An Ankara court on Friday arrested 17 politicians from the pro-Kurdish Peoples’ Democratic Party (HDP), including the co-mayor of the eastern city of Kars, the Arti Gercek news website reported.
The Ankara Chief Public Prosecutor’s Office ordered the detention of Kars Co-mayor Ayhan Bilgen and 81 other politicians on Sept. 25 over their alleged role in protests in Kurdish majority cities against what is seen by many as the Turkish government’s tacit approval of the Kobane siege in 2014, when Islamic State in Iraq and the Levant (ISIL) militants laid a prolonged siege to a Kurdish town in northern Syria.
Police reportedly detained 20 of the suspects, and the court arrested 17 of them, releasing former HDP deputies Altan Tan and Sırrı Süreyya Önder and HDP member and feminist author Gülfer Akkaya, while former MPs Emine Ayna, Nazmi Gör and Beyza Üstün were arrested.

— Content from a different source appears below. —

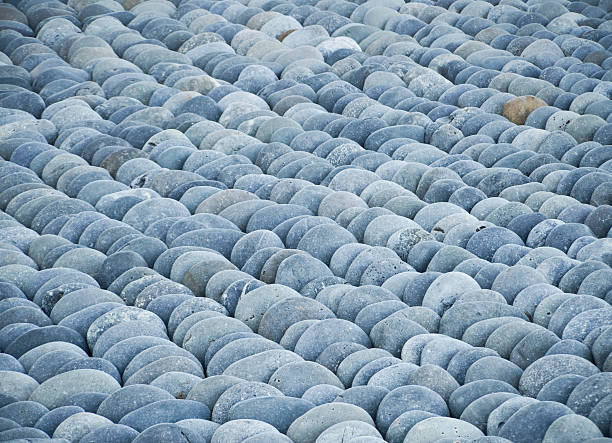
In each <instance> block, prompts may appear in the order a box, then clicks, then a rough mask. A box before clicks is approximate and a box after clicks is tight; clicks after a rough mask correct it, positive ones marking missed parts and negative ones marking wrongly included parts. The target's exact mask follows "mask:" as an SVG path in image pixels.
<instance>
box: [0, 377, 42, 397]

Ali Ürküt, a member of the Radio and Television Supreme Council (RTÜK), the public media watchdog, holding the post allocated to the HDP due to its seats in parliament, was also among the 17 arrested.
According to Artı Gerçek the lawyers for the detainees were not allowed into the room where the judge read the arrest decision to their clients. Footage from the courthouse shows a lawyer shouting from a distance, telling clients not to enter the judge’s chambers.
“What they’re doing is unlawful. Don’t go in there. They won’t let your lawyers in,” he was heard saying.
President Recep Tayyip Erdoğan’s Justice and Development Party (AKP) government removed Bilgen from office, appointing a trustee in his stead, raising the number of mayoralties stripped from the HDP to 46 out of 53 the party won in the March 2019 polls.